You've also got no property. I suspect a lot of the traditional REITs are value-traps at present, but TR Property (TRY) has an excellent track record, with lots of European exposure and is primarily in securities rather than physical assets which nominally allows it to be much fleeter of foot than some of its competitors. Another alternative might be Tritax Eurobox (BOXE/EBOX) which stands to benefit from long-term e-commerce trends (though beware the punchy fees).

You've no real bond exposure either. Henderson Diversified Income (HDIV) is on a nice discount at the moment and pays around 5%. I also like TwentyFour Select Monthly Income (SMIF) which may have extra appeal if you're relying on dividend income.

The other area to look at IMO is Infrastructure. Lots of these on punchy premia, but Ecofin Global Utilities & Infrastructure (EGL) is more or less at par and has done very well for me over the last couple of years. Like TRY it invests primarily in securities, not physical assets. I suspect it flies somewhat under the radar being in the tiny 'Infrastructure Securities' AIC sector, rather than in 'Infrastructure' with 3i, HICL, GCP etc.
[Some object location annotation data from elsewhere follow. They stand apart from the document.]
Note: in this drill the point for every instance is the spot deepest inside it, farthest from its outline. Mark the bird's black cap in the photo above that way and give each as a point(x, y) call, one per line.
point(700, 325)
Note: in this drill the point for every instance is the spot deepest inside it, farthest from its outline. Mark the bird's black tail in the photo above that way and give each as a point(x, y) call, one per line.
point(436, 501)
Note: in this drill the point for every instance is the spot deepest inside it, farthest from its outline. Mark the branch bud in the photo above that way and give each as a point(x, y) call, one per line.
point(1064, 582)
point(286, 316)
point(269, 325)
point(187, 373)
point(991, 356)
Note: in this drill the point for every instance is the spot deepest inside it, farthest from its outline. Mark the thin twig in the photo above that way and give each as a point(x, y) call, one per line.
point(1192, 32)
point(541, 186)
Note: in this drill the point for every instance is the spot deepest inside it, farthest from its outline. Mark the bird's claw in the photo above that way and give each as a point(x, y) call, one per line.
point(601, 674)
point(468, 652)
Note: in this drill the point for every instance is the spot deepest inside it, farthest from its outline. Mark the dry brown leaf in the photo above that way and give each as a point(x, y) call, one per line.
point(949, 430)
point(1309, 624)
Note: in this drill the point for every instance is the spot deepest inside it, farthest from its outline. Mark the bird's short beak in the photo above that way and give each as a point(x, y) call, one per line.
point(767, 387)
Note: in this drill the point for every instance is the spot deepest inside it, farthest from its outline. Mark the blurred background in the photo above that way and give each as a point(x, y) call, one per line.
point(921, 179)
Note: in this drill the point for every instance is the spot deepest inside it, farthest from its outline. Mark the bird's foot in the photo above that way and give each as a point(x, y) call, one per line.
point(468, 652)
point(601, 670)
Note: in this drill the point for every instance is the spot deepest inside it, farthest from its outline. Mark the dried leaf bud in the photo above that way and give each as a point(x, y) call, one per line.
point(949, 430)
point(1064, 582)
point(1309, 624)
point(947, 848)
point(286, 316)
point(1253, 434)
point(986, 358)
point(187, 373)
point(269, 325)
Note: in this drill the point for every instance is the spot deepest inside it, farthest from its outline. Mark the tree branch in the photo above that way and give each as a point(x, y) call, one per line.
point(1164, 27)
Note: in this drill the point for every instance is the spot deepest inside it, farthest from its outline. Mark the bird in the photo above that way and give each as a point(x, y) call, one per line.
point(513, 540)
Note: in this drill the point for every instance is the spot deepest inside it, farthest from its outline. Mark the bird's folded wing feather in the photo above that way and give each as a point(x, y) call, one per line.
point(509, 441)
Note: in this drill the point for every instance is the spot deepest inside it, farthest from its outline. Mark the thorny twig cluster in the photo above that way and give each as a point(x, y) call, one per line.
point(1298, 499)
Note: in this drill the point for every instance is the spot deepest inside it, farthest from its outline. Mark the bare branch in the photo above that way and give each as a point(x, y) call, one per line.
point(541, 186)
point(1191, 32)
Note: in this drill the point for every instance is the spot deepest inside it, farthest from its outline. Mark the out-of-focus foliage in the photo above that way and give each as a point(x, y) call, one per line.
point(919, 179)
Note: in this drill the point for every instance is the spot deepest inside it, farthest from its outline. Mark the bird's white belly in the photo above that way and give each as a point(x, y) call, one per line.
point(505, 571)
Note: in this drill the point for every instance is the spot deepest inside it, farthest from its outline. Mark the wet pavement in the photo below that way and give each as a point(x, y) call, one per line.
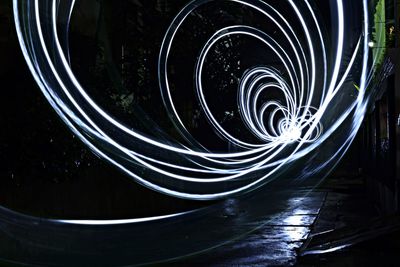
point(337, 203)
point(273, 244)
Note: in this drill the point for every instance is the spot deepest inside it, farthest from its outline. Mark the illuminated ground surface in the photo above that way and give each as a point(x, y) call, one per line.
point(336, 204)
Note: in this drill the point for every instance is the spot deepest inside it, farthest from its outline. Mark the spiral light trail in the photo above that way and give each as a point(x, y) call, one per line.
point(285, 130)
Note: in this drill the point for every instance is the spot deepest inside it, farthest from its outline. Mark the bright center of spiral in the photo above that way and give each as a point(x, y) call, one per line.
point(291, 134)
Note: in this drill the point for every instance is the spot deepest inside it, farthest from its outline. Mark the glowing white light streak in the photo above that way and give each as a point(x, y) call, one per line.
point(285, 130)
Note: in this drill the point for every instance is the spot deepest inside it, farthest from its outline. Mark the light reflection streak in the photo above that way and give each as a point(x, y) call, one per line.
point(299, 130)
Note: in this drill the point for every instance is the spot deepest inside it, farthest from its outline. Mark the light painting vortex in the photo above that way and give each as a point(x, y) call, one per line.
point(314, 85)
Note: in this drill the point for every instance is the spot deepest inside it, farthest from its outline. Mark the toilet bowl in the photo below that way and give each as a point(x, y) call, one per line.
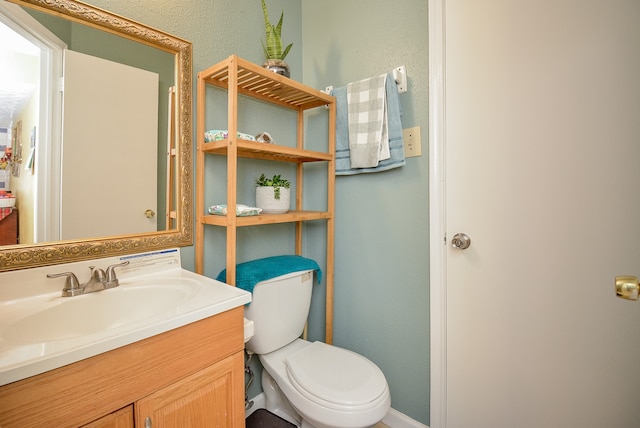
point(311, 384)
point(327, 386)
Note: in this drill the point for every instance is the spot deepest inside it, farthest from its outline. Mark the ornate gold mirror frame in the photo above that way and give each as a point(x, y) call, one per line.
point(24, 256)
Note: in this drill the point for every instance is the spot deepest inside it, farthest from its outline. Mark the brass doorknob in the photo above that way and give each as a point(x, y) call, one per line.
point(460, 241)
point(627, 287)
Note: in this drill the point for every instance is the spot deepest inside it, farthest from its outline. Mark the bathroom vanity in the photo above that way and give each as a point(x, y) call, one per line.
point(180, 365)
point(189, 375)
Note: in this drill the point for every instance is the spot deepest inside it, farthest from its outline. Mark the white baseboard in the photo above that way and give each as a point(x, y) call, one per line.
point(394, 419)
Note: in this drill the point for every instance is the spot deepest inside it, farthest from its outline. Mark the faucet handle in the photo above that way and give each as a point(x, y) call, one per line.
point(97, 274)
point(71, 285)
point(111, 273)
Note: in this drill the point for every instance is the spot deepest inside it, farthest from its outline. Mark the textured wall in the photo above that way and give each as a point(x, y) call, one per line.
point(381, 278)
point(382, 298)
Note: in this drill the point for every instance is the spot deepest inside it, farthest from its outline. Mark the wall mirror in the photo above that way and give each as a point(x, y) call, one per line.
point(174, 181)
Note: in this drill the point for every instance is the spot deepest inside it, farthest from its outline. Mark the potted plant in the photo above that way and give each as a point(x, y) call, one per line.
point(272, 46)
point(273, 194)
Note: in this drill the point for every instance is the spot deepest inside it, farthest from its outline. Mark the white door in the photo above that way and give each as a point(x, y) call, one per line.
point(541, 136)
point(110, 134)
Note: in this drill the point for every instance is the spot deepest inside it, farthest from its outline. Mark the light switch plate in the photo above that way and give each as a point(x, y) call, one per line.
point(412, 142)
Worth a look.

- OllyDrod

And quoted in another post (#435339):
OllyDrodd wrote:
You've no real bond exposure either. Henderson Diversified Income (HDIV) is on a nice discount at the moment and pays around 5%. I also like TwentyFour Select Monthly Income (SMIF) which may have extra appeal if you're relying on dividend income.


My reference to SMIT was a typo which I hope anyone following the thread would have worked out, as it was immediately following and responding to the quote of a previous post listing SMIF and HDIV., and as said, the comment about SMIT/SMIF was quite incidental to the actual question I was posing in my post. Newroad then kindly sought to answer my question in amongst all the "EPIC" posts.

I reiterate, I think of and remember most trusts by their tickers, I often don't know their full titles, without having to look them up myself; and in this instance, the question that had been posed was about bonds and fixed interest investments generally.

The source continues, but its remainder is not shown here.